Pandas, HD5, and large data sets

Posted on 19th May 2017


I have finally gotten around to playing with the HD5 driver for pandas (which uses, I believe, pytables under the hood). I'm only scratching the surface, but it's easy to do what I want:

  • Create a huge data frame storing an entire data set
  • Efficiently query subsections of the frame

Create the dataframe

We obviously cannot do this in memory. But if we have some way of generating one row at a time, or a small "chunk" of rows at a time, then we can "append" these iteratively to a HD5 store:

 store = pd.HDFStore("test.hd5", "w", complevel=9, complib="bzip2", fletcher32=True)
 # Generate a data frame as `frame`
 store.append("main", frame, data_columns=True)
 # Repeat as necessary
 store.close()

This creates a new HD5 file, and then creates a table in it named "main". We can call store.append() repeatedly to add lots of rows. The data_columns=True is necessary if we wish to query by column (which we do).

Read back the data

We can then iterate over the whole dataframe in "chunks" of rows:

store = pd.HDFStore("test.hd5", "r")
for df in store.select("main", chunksize = 1000):
    # Do something with `df` which contains the next 1000 rows

Alternatively, we can use the power querying ability.
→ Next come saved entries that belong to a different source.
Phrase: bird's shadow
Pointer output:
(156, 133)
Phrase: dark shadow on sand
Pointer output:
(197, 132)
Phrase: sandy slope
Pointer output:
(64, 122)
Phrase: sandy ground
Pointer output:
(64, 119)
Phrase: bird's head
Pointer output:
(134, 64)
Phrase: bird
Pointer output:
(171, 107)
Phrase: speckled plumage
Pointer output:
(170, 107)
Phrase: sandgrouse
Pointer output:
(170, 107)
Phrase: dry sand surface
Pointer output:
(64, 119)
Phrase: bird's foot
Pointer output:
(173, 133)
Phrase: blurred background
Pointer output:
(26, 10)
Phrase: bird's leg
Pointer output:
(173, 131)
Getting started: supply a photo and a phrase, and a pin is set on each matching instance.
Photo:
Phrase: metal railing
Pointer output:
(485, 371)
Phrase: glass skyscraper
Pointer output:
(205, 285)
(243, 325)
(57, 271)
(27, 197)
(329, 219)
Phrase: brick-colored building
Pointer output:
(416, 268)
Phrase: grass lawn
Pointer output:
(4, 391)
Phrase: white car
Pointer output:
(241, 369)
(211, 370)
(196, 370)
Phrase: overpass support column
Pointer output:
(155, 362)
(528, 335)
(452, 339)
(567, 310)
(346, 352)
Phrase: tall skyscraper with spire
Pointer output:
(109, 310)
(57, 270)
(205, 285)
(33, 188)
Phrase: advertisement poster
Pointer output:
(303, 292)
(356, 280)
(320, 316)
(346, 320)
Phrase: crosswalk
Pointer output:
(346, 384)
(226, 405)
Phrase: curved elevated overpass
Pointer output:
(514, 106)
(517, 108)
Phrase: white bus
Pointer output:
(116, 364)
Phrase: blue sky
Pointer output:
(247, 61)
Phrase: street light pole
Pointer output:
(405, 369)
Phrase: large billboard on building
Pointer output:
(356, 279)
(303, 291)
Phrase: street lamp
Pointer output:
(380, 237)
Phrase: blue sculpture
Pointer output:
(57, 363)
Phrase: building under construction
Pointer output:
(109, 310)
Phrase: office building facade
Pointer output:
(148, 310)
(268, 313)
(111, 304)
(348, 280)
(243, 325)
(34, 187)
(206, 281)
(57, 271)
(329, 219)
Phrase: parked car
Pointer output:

Suppose we have a column named "one" in the large dataframe, and we just want the rows where the value of "one" is less then 100. Then we can use:

store = pd.HDFStore("test.hd5", "r")
df = store.select("main", where="one < 100")

This seems to be wonderfully fast.

Downsides

You cannot store "objects" in a table, so e.g. storing a GeoPandas data frame is impossible (or extremely hard).